ジョシュア・デービッドさんジョシュア・デービッドさん
宝物:CDプレーヤー

「このCDプレーヤーがなかったら、ブレーク・ダンスができないよ ! 」
 子どものころ、友達の従兄弟に教えてもらったことがきっかけで、以来6年間も続けているブレーク・ダンス。今でも週に2回は練習するというジョシュアさん。
 「ブレーク・ダンスは激しい動きが多いから、両親は反対してたんだ。でも僕が夢中になってる姿を見てこのCDプレーヤーを買ってくれたんだ。嬉しかったよ。だからダンスをする時は、いつでもどこでも必ず持っていくよ」
 練習場所はさまざま。自分の家だったり、ユース・センターだったり。音をガンガンにかけて踊る時が最高に楽しいと言う。ヒップホップやラップ、ファンクといろいろなジャンルの曲に合わせて踊ることができるブレーク・ダンス。踊り方は人によってバラバラで、体操のような動きもあれば、曲芸舞踊や武術のような踊り方もある。
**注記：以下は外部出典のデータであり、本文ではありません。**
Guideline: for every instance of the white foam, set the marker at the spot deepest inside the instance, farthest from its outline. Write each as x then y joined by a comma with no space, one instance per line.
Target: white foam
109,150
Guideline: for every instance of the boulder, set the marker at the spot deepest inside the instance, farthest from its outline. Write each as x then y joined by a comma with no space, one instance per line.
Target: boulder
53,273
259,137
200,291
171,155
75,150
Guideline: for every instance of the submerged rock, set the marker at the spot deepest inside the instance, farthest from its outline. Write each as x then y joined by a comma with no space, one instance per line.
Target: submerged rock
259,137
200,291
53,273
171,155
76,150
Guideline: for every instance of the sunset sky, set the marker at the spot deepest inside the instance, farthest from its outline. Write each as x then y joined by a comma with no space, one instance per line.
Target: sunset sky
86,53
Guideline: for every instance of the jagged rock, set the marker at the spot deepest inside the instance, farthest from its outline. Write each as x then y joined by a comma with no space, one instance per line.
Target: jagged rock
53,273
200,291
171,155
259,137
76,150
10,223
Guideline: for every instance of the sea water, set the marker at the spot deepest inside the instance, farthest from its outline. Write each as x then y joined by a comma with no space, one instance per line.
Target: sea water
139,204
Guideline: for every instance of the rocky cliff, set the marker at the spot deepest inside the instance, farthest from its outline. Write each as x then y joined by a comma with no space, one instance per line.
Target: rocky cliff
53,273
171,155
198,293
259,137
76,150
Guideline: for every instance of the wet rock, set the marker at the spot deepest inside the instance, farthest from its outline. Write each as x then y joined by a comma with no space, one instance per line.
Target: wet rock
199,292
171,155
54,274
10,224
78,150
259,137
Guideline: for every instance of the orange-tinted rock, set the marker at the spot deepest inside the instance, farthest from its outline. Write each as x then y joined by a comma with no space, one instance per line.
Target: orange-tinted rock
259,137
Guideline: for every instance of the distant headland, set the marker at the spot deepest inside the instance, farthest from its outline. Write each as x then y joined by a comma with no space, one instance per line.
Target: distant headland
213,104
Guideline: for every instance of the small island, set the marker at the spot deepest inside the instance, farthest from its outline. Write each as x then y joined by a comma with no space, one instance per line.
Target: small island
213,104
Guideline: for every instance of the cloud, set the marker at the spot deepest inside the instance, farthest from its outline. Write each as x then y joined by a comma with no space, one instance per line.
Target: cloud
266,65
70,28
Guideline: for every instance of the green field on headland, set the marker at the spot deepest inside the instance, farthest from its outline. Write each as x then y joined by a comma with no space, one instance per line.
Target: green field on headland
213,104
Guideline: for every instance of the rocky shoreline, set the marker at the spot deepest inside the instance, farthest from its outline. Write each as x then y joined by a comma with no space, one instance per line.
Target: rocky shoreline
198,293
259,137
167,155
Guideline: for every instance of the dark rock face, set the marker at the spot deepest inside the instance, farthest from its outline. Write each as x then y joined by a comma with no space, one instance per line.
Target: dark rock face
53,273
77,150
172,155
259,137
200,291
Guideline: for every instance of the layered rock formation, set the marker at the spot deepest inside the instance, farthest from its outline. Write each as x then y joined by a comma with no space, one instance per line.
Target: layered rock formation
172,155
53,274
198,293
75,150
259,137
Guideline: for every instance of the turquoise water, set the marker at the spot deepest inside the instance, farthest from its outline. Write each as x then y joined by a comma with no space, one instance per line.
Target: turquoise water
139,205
 「僕が、ダンスを好きな理由は2つあるんだ。1つは、踊ることで自分の感情を表現できること。僕にとってはとても大切なことなんだ。だから自由に身体を動かすことで、すごくいい気分になるんだよ。もう1つは、ダンスを通して友達ができること。これは、ダンスをやっている人ならきっと分かると思うんだけど、一緒に練習したり、教え合ったりすることで本当に仲良くなれるんだ。そうそう、1年間、日本に留学したことがあるんだけど、その時もダンスのサークルで友達ができたよ。でも日本のブレーク・ダンスのスタイルは本当にすごかったよ。皆とっても上手いからね、びっくりしたよ」
 今ではすっかり兄弟のような友人たちと、毎日楽しく練習している。ダンスを始めたことでかけがえのない友情が芽生え、嬉しいことも悲しいことも全部分かち合えるという。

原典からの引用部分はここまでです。